Kavli Nanoscience Institute Postdoctoral Fellow
Harry Atwater Group at the California Institute of Technology
Liquid Sunlight Alliance DOE Energy Hub Division of Engineering and Applied Science, California Institute of Technology, USA
Generating solar fuels for difficult-to-electrify areas (such as long-distance transportation) necessitates the development of technologies optimized at multiple levels. On a molecular level, we need to create catalytic materials that stably convert CO2 with high conversion rates and selectivity to desired products. On a system level, we need to engineer reactors that efficiently convert solar energy into heat required to run chemical reactions.

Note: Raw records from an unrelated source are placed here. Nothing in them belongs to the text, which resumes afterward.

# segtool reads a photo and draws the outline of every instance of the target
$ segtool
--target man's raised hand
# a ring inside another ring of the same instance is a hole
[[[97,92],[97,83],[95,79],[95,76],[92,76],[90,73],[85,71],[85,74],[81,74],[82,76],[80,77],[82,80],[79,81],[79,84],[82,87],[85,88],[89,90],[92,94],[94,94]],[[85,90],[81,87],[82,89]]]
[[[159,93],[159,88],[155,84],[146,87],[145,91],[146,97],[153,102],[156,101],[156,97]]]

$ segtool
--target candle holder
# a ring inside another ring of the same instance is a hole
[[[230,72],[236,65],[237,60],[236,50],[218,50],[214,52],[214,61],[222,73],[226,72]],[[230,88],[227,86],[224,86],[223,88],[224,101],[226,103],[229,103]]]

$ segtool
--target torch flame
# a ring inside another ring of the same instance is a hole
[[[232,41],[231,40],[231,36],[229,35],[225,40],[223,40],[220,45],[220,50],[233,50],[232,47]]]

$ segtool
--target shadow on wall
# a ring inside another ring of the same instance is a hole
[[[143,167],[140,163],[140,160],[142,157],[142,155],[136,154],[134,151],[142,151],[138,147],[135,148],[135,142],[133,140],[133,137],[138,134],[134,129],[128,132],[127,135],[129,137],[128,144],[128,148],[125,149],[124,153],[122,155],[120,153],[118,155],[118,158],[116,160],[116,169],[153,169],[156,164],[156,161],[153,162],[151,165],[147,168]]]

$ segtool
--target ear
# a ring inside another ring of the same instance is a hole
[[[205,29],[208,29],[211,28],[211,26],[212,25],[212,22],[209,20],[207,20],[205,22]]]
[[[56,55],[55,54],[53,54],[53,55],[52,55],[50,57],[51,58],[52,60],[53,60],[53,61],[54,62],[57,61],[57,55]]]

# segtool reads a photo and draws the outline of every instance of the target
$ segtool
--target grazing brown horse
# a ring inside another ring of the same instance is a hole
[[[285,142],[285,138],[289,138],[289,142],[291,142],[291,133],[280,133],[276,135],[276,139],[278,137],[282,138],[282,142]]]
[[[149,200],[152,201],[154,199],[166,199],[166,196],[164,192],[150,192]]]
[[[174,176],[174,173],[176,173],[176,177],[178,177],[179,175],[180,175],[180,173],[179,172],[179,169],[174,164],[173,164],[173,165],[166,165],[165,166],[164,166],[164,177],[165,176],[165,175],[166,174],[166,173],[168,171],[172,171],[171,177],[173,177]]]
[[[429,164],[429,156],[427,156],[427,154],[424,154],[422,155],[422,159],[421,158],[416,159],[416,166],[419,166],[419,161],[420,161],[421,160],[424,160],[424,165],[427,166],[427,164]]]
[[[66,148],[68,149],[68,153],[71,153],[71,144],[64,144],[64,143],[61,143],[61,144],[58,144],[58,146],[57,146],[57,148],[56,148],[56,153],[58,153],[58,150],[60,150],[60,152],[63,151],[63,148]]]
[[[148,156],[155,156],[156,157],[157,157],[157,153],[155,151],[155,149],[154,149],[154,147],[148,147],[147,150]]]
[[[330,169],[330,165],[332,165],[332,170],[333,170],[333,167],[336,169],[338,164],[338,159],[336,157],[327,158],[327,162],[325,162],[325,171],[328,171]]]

This stringent requirement presents a challenge to convert CO2 into liquid fuels. In this talk, I will present our work to develop a tandem photoelectrochemical-photothermal system that turns CO2, water, and sunlight into multicarbon products. From molecular to system level, this work aims to pave the way towards affordable solar fuels and chemicals for everyone.
Aisulu Aitbekova is a Kavli Nanoscience Institute Postdoctoral Fellow in the Harry Atwater Group at the California Institute of Technology. She earned her Ph.D. in Chemical Engineering working with Matteo Cargnello at Stanford University. Aisulu received her M.S. in Chemical Engineering Practice from the Massachusetts Institute of Technology and B.S. in Chemical Engineering from Nazarbayev University in Kazakhstan. Her PhD work focused on developing novel catalytic materials. By synthesizing catalysts with well-defined properties (size, shape, and composition) and tracking their dynamic nature using X-ray absorption spectroscopy, she studied how a property of a catalyst affects its performance and used this knowledge to develop more efficient materials for thermocatalytic CO2 conversion and automotive exhaust emission control. Now, as a postdoctoral member in the Liquid Sunlight Alliance DOE Energy Hub, Aisulu develops solar-driven processes (photoelectrochemical CO2 reduction, photothermal ethylene oligomerization, and tandem photoelectrochemical/photothermal CO2 conversion into liquid fuels) through catalyst synthesis, device fabrication, and reactor engineering.